During the years of the national energy program, at the request of the government, Enbridge built a pipeline (Line 9) from Sarnia, Ont., to Montreal refineries to take western oil to the East. These days, that line carries African and Middle Eastern crude from Montreal to Sarnia.
Enbridge wants to reverse Line 9 to take western light crude oil to refineries in Ontario at Nanticoke. That could include synthetic crude from the oilsands.
Enbridge can deliver Alberta crude for up to $10 to $15 a barrel cheaper than East Coast refineries can buy offshore oil. The pipeline reversal, which must be approved by the National Energy Board, would bring an additional 150,000 barrels a day from the West.
There’s also been talk of extending that route closer to an Atlantic port by reversing a line from Montreal to the coast at Portland, Maine.
Mintz, an influential voice in Calgary’s oilpatch, says that’s interesting but not very helpful.
Given the small scale of the Enbridge pipeline reversal, it’s only a small part of the solution to meet demand from Asia.
“Our advantage is go to the West,” says Mintz, who is optimistic Gateway will go ahead.
That comment is echoed by Greg Stringham at the Canadian Association of Petroleum Producers.
“Nothing is off the table, but it’s an extremely long way around,” Stringham says of exporting oil to Asia via the East Coast. “Our strategic advantage is off the West Coast.”
Also, Mintz is convinced the price discount on bitumen sold into the U.S. won’t last long, so the economic advantage of shipping Alberta product East will be short-lived.

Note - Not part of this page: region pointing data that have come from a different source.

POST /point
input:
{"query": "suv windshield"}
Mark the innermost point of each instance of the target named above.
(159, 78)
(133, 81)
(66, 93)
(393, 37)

“If they (the U.S.) really did block us, I think we’d be looking at lots of different solutions and an East Coast solution might be one of them,” says Mintz, noting that there’s even been talk of moving oil through the port at Churchill, Man.
There are financial drawbacks to an East Coast route, primarily because of transportation costs to Asia. Exporting from the East would put Alberta in competition with Mexico and Venezuela, which would be closer to Asian markets, Mintz says.
There are ways to ship bigger volumes of western oil to the East: expand existing East-West pipelines or taking over a natural gas pipeline run by TransCanada Pipeline from Alberta to Toronto. It could carry about 600,000 barrels a day.
That’s technically feasible, but that pipeline is still carrying about five billion cubic feet of gas to Toronto, says Brenda Kenny, president and CEO of the Canadian Energy Pipeline Association in Calgary.
“So we’d have to think about that and how to switch it out and what to do with the gas,” Kenny says.
More capacity could be added along existing pipeline corridors, she says. Mostly, the decision depends on the demands of the market, she added.
“The market will find a way to meet the needs,” Kenny says, though public policy can occasionally influence decisions.
Mintz doesn’t underestimate the environmental issues of getting the Gateway pipeline through B.C. The issue of tanker traffic, long resolved on the East Coast, will be hard fought in B.C.
“The politics of going East are good and the economics are lousy,” Mintz notes.
But getting Alberta crude to the Atlantic may also get a rough ride. Environmentalists are already lined up to oppose the expansion at the National Energy Board hearings on Line 9 in January.